It seems it has always been fashionable to show some disdain for Tchaikovsky, or at least to apologize for enjoying his music. His genius as an orchestrator is almost always overlooked (perhaps only because he never wrote a book on the subject, as Berlioz and Rimsky-Korsakov did), and he is even less likely to be credited with originality or innovativeness. Deems Taylor once wrote of a young music student who dismissed the big tune in the first movement of the "Pathetique" with the remark, "Anyone could have written that" -- to which Taylor was able to reply, "Perhaps, but Tchaikovsky did !"

The same symphony, Tchaikovsky's sixth and last, might well have served as a model for the Ninth Symphony of Gustav Mahler -- not merely because both works are concerned with what Mahler termed "the majesty of death," but because their respective outlines are so similar, despite the greater overall dimensions of the Mahler. Tchaikovsky died a week after conducting the premiere of his "Pathetique." Mahler did not live to hear his Ninth performed, but in the 17 1/2 years between Tchaikovsky's death and his own, he conducted many performances of the "Pathetique"; he complained, in fact, that his New York audiences demanded the work too frequently. It remains, of course, one of the most popular of all symphonies, and right now we are confronted with no fewer than four new recordings of it, all of more than passing interest.

Two of these are remakes. Wilhelm Furtwaengler's 1938 recording with the Berlin Phillharmonic, on 78s, was perhaps the first version to realize to the full the peculiar nobility of the work, and it is still available in a pretty good LP transfer (Seraphim 60231). Now Deutche Grammophon has released a live concert performance by the same orchestra and conductor, taped in Cairo in 1951, on its Privilege label (2535.165; cassette 3335.165). This postwar version has one or two interpretive advantages over the classic 1938 studio performance, but they are more than offset by the gratingly inadequate sound. The older recording still attains, overall, a more consistent level of exaltation; it also boasts tidier playing, and costs less than the new Privilege.

The other remake, far more recent, is by Bernard Haitink and the Concert-gebouw Orchestra of Amsterdam (philips 9500.610, cassette 7300.739). cHaitink's earlier account of the work, made with the same orchestra for Philips about a dozen years ago, was sound and sensible. The new reading, still more notable for its sanity than for its drama, is at once tauter and more probing, but there is a disappointing lack of detail in the recording itself. While Philips has been giving us some spectacular orchestral recordings lately (Colin Davis' "Firebird" with the same orchestra, for example), this one tends to conceal rather than reveal the imaginative touches that make this work a veritable handbook on orchestration.

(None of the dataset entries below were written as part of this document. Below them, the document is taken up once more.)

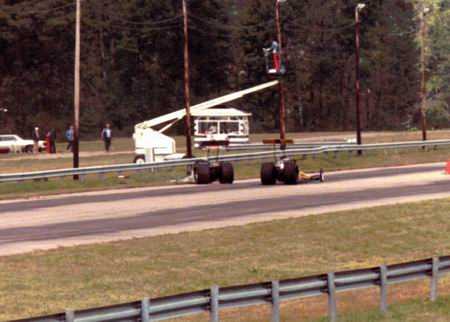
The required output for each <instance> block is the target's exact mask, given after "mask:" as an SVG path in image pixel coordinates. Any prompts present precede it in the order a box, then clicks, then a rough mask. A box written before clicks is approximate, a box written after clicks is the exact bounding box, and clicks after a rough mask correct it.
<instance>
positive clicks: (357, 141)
mask: <svg viewBox="0 0 450 322" xmlns="http://www.w3.org/2000/svg"><path fill="white" fill-rule="evenodd" d="M365 6H366V5H365V4H363V3H360V4H358V5H357V6H356V8H355V105H356V143H357V144H358V145H361V144H362V137H361V93H360V91H361V84H360V63H361V59H360V49H361V44H360V26H361V22H360V18H359V12H360V10H362V9H364V8H365ZM358 155H362V150H358Z"/></svg>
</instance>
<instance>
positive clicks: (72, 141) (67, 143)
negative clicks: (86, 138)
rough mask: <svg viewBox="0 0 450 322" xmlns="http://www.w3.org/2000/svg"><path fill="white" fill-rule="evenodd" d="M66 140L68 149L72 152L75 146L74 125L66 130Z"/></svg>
mask: <svg viewBox="0 0 450 322" xmlns="http://www.w3.org/2000/svg"><path fill="white" fill-rule="evenodd" d="M66 140H67V148H66V150H70V152H72V148H73V126H72V125H71V126H69V128H68V129H67V131H66Z"/></svg>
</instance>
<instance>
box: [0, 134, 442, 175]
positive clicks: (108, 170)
mask: <svg viewBox="0 0 450 322" xmlns="http://www.w3.org/2000/svg"><path fill="white" fill-rule="evenodd" d="M438 147H450V140H434V141H408V142H394V143H377V144H362V145H357V144H343V145H330V146H328V145H324V146H319V147H310V148H304V147H302V148H295V147H289V146H288V147H287V148H286V149H285V150H280V149H277V148H276V147H275V148H276V149H275V150H272V151H271V150H268V151H257V152H248V153H240V154H226V155H221V156H215V157H208V158H193V159H179V160H167V161H161V162H152V163H145V164H134V163H133V164H118V165H108V166H95V167H85V168H77V169H58V170H47V171H37V172H26V173H10V174H0V183H2V182H19V181H26V180H43V179H45V180H47V179H50V178H62V177H69V176H74V175H77V176H80V177H83V176H86V175H92V174H97V175H103V174H106V173H118V174H121V173H123V172H135V171H144V170H155V169H168V168H174V167H182V166H193V165H194V164H195V163H196V162H201V161H209V162H243V161H255V160H267V159H273V158H287V157H289V158H298V157H307V156H308V155H309V156H316V155H320V154H327V153H334V154H335V155H337V154H338V153H344V152H347V153H353V152H355V151H382V150H396V149H398V150H402V149H414V148H431V149H437V148H438ZM268 148H269V149H270V146H268Z"/></svg>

On Philips' sister label, Deutshe Grammophon, Karl Boehm and the London Symphony Orchestra are splendidly recorded (2531.212, cassette 3301.212). As in his sole previous Tchaikovsky recording, the Fourth Symphony with the same orchestra, Boehm offers a reading that follows no tradition but shows uncommon respect for the score itself; it is large-scaled and intense, with a natural flow in which the drama seems to take care of itself quite convincingly. The orchestra is at the top of its form, and there is probably no more thoroughly musical version of this work to be had now; it may seem a mite impersonal at first, but nevertheless invites re-hearings.

Best of all in the new batch, I think, is the "Pathetique" recorded digitally by Kurt Sanderling and the Berlin Symphony Orchestra on Denon OX-7183-ND. Two years ago this same team's Tchaikovsky Fourth was perhaps regarded too generously by some of us who were simply happy to have Sanderling's respected interpretation in a digital recording; the sound was actually rather dry, for all its clarity, and, perhaps because of that, the performance itself tended to sound dryish. The new "Pathetique," though, is in a different world. The sound is not only clean, detailed and undistorted, as one expects from a digital recording, but is rich, sumptuous and thoroughly alive. The improvement over the Fourth is attributed by Denon to three factors: its improved digital machinery, introduced last year (four channels, 16 bits), more judicious microphone placement and great restraint in mixing (hardly any mixing, I'm told, while the Fourth was very heavily mixed). For its part, the orchestra seems to forget that it is not supposed to be the equal of any of the others discussed her, and plays with great fluidity and brilliance, its solo winds a special joy. Sanderling's reading is both musically sound and irresistably dramatic, worthy of comparison with the most highly regarded interpretations of the past or present. There is at least one other digital "Pathetique" on the way now, but at present Sanderling's is clearly the best sounding , and in every respect one of the all-round choice versions of this much recorded work.